- 15:00-15:50 Some Testing Problems on High Dimensional Data by Prof Yongcheng Qi
- 15:50-16:10 Coffee Break& refreshment
- 16:10-17:00 Principle of a single big jump and its application by Prof Yuebao Wang
主题1: Some Testing Problems on High Dimensional Data
University of Minnesota Duluth
In the classical multivariate analysis, statistical methods have been developed mainly for data from designed experiments, and dimensions of the data are fixed. Nowadays, new technology has generated various types of high dimensional data whose dimensions can be very large compared with the sample sizes. In this case, some classical statistical approaches may not be applicable. In this talk, we review some examples with particular interests in multivariate normal distributions and reveal the limitations in applying those classical statistical methods such as likelihood ratio test statistics to high dimensional data and when they can be extended to test on high dimensional data. We will also introduce some recent developments of nonparametric methods for ultra-high dimensional data.

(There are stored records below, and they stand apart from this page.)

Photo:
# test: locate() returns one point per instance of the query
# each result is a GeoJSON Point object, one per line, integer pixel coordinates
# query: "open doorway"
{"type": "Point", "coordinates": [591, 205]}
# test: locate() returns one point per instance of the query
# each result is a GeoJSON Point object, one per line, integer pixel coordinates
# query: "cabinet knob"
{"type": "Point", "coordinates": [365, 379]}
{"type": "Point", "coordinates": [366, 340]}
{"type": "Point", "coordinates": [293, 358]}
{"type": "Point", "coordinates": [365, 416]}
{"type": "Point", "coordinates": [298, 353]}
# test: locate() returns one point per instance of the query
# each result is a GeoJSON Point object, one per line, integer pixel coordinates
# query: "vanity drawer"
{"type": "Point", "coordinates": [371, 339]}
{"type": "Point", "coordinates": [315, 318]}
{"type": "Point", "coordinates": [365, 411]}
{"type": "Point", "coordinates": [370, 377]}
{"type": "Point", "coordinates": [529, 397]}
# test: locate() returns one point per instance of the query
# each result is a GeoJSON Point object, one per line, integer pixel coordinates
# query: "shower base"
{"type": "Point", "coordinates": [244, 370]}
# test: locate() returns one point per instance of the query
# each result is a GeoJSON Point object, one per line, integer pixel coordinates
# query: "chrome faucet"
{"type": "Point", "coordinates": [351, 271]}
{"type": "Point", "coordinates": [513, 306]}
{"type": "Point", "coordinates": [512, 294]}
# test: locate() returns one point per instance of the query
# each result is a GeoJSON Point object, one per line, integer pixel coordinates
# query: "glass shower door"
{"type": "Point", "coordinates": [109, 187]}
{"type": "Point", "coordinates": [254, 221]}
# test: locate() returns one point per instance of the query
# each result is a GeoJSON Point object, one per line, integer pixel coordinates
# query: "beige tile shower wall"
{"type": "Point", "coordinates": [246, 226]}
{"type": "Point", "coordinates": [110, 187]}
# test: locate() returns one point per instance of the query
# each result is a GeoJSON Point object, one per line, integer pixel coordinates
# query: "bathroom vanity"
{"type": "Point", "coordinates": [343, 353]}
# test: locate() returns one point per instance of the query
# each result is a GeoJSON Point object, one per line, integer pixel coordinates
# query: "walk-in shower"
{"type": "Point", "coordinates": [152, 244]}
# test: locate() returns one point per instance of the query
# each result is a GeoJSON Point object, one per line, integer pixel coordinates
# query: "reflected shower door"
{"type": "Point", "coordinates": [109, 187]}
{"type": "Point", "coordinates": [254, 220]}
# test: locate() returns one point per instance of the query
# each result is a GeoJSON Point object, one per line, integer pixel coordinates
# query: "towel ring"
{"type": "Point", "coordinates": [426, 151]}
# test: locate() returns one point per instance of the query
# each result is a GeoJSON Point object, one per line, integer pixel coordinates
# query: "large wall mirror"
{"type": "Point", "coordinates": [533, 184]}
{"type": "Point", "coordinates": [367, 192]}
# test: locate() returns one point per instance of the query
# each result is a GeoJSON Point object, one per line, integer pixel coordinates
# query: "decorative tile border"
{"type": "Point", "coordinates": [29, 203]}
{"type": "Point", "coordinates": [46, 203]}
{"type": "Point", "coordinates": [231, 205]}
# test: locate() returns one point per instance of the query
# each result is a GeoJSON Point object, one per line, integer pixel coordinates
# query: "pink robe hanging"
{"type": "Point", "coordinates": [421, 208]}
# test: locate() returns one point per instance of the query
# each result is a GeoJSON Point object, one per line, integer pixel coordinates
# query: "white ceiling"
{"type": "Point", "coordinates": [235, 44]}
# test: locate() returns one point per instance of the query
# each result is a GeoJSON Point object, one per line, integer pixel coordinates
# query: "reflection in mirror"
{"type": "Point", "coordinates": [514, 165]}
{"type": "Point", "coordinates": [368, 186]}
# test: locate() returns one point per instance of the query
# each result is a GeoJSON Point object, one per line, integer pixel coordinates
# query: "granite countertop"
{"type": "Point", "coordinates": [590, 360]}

Prof. Yongcheng Qi is a statistics professor at University of Minnesota Duluth. His research interests include limiting theorems in probability and statistics, empirical likelihood methods, and extreme-value statistics, high dimensional data, and random matrix theory.
主题2: Principle of a single big jump and its application
Emeritus Professor of School of Mathematics, Soochow University
In this talk, we introduce the principle of a single big jump or Max-Sum equivalence. Further- more, we obtain a necessary and sufficient condition for the principle of a single big jump of product convolution. We propose an application of the obtained result to asymptotic study of the ruin probability in a discrete-time insurance risk model with stochastic returns. Finally, we highlight several questions for the further research.
Prof. Yuebao Wang is an Emeritus Professor of School of Mathematics, Soochow University. His research interests include limit theory, heavy tailed distribution theory, and its applications in risk models.